I heard recently that scientists had successfully placed DNA from bioluminescent jellyfish into plants, thus causing the plants to glow in the dark. Now, apparently, they are trying the same thing with monkeys. Monkeys??? What use is a glowing monkey??

If we’re going to make something glow in the dark, we might as well make it useful. Our major cities have millions and millions of cockroaches. Why not put bioluminescent DNA in these? Glowing roaches would have a number of benefits.

First, it would be easier to smush them. Cockroaches, and their Southern counterpart, the giant palmetto bugs, prefer to run around in the dark, thus making it hard to stomp on them because they scurry under the refrigerator every time the lights come on. Glowing roaches would be much easier to kill. Just turn off the lights and go after anything that glows and scurries.
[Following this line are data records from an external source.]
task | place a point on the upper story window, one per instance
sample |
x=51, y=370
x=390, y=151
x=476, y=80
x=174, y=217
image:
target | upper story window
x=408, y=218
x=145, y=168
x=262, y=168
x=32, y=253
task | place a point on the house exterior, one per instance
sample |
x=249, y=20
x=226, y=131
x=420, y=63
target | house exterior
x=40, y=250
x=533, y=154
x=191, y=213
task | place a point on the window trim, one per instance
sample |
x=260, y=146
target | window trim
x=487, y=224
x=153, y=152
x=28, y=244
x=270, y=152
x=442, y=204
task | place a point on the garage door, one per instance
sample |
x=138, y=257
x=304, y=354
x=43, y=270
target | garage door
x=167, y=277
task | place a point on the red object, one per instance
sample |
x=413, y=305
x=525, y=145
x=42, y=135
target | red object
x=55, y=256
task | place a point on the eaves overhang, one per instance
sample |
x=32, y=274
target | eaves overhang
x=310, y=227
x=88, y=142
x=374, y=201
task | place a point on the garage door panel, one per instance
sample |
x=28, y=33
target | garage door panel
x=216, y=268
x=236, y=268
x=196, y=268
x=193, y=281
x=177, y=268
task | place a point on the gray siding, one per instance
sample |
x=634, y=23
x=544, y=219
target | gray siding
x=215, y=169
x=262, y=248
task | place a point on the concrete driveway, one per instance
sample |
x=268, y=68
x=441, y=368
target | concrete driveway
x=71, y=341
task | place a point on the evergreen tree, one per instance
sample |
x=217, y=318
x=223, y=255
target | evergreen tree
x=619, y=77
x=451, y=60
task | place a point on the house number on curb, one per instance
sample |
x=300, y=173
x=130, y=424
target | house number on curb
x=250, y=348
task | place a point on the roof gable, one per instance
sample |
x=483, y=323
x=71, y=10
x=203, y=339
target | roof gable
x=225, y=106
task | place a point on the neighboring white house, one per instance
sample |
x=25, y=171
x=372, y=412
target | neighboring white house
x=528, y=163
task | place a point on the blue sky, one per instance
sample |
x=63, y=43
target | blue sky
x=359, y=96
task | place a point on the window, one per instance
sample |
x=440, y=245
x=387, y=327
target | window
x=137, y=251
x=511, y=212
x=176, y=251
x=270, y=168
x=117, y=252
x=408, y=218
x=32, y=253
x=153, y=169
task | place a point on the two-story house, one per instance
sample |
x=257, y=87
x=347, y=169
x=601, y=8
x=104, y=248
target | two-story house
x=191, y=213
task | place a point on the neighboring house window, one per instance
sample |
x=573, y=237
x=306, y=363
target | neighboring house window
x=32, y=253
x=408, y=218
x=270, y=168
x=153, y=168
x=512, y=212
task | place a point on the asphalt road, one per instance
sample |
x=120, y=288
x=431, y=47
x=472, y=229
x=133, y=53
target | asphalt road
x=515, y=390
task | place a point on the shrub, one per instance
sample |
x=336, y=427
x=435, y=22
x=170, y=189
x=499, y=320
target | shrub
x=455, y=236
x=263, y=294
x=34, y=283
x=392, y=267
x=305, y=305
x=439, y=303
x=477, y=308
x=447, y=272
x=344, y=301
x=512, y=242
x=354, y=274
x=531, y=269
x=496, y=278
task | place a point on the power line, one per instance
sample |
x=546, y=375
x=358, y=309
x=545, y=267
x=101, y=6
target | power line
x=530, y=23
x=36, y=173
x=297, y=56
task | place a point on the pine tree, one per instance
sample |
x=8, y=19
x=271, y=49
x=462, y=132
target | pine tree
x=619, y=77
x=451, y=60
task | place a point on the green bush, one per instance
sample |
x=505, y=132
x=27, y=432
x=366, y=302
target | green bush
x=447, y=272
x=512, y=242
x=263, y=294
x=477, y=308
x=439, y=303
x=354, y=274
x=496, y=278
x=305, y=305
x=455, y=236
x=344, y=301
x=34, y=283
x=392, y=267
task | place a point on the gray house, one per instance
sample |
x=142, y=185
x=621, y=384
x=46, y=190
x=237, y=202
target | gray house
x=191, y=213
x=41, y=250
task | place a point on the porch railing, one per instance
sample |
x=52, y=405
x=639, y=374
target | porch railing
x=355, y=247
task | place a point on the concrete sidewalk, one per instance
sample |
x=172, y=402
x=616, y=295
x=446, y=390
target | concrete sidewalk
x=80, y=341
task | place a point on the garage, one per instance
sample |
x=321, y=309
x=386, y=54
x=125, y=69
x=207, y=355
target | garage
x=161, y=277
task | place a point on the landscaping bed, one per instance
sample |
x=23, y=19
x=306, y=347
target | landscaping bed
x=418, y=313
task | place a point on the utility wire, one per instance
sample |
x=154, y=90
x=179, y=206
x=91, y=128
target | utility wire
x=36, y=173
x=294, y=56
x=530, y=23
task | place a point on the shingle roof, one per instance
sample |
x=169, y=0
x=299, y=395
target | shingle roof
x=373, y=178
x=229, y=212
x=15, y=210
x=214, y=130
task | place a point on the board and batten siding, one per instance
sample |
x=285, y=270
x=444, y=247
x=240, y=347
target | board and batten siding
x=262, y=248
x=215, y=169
Second, glowing cockroaches would eliminate the need for artificial lighting in all major cities and throughout the South (where the much large Palmetto bugs would be similarly genetically engineered to glow). The return on investment that could be realized from the savings in light fixtures, bulbs and electricity would be phenomenal. It’s been estimated that a major city contains enough cockroaches that, if they were to glow simultaneously, the lumens put out would equal the landing lights from a 747 jet.

Third, glowing cockroaches might actually be cute. Children could capture them on warm summer nights and put them in jars with holes in the lids. What fun!

The only thing I haven’t figured out yet is how one would turn the GloRoaches off at bedtime.